Structure-Preserving Representations for Trajectory Design in Multi-Body Dynamics

Dr. Roshan Eapen
Assistant Professor
Aerospace Engineering
Pennsylvania State University

Tuesday, February 10, 2026
3:30 pm - 4:30 pm

ASE 1.126

Many problems in astrodynamics and nonlinear control sit in an uncomfortable middle ground: the dynamics are too complex for closed-form solutions, yet purely numerical approaches can often obscure structure that is essential for prediction, design, and autonomy. This seminar explores how structure-preserving representations—in particular, frequency-based and Hamiltonian viewpoints—can bridge this gap.
We begin by revisiting a classical goal in dynamics: transforming nonlinear systems into coordinates where motion becomes simple, interpretable, and reusable. While invariant tori and action–angle variables provide this idealized picture for integrable systems, real multi-body and controlled systems rarely satisfy the assumptions required by strict perturbation theory. Rather than relying on exact integrability, we examine how quasi-periodic structure can be identified, approximated, and exploited directly from data.
We will discuss how these representations relate to classical normal-form and Hamilton–Jacobi constructions, and how they can be used to obtain semi-analytic descriptions of motion—even in unstable or non-integrable regimes.

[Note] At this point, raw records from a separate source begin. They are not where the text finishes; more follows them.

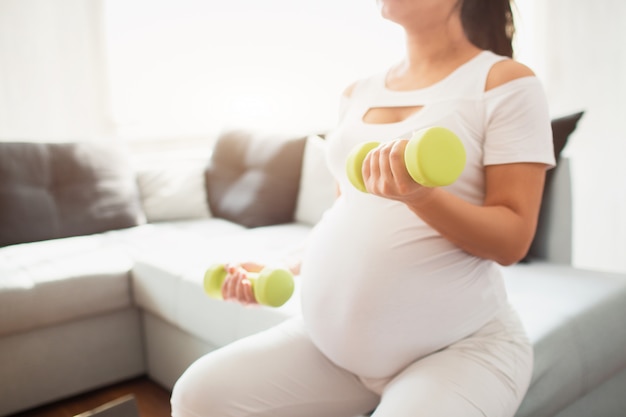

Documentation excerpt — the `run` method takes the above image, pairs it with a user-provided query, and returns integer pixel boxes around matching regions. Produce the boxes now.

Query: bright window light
[104,0,404,135]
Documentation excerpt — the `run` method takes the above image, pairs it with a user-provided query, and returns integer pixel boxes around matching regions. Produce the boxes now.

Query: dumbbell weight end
[204,265,294,307]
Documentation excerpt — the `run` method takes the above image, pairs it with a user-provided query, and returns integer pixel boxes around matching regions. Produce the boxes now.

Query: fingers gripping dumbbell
[204,265,294,307]
[346,127,465,192]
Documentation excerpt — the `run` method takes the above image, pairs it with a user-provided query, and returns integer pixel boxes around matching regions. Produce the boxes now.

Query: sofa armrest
[528,157,572,264]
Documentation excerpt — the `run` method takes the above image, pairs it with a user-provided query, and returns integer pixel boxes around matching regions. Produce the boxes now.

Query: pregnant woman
[172,0,554,417]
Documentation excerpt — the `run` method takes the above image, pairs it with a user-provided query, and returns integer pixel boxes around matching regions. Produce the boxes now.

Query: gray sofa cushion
[522,112,584,262]
[0,142,145,246]
[504,261,626,417]
[205,130,306,227]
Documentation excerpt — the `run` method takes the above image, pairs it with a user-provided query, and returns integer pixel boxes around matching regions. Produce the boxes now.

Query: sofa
[0,122,626,417]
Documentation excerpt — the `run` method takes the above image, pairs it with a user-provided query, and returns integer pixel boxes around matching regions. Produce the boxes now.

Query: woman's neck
[387,21,480,90]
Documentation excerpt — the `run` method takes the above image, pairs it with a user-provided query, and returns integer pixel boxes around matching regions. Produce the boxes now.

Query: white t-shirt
[302,51,555,378]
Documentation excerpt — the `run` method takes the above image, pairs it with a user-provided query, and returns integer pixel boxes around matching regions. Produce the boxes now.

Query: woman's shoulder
[485,58,535,91]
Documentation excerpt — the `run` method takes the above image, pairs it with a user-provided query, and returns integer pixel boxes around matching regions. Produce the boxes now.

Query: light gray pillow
[205,130,306,227]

The same perspective naturally connects to optimal control, where Hamilton–Jacobi theory provides a unifying language for trajectory generation, value functions, and feedback synthesis. Throughout the talk, emphasis is placed on representation rather than rigor—why these structures persist in practice, how they can be computed and validated, and how they inform trajectory design in complex dynamical systems.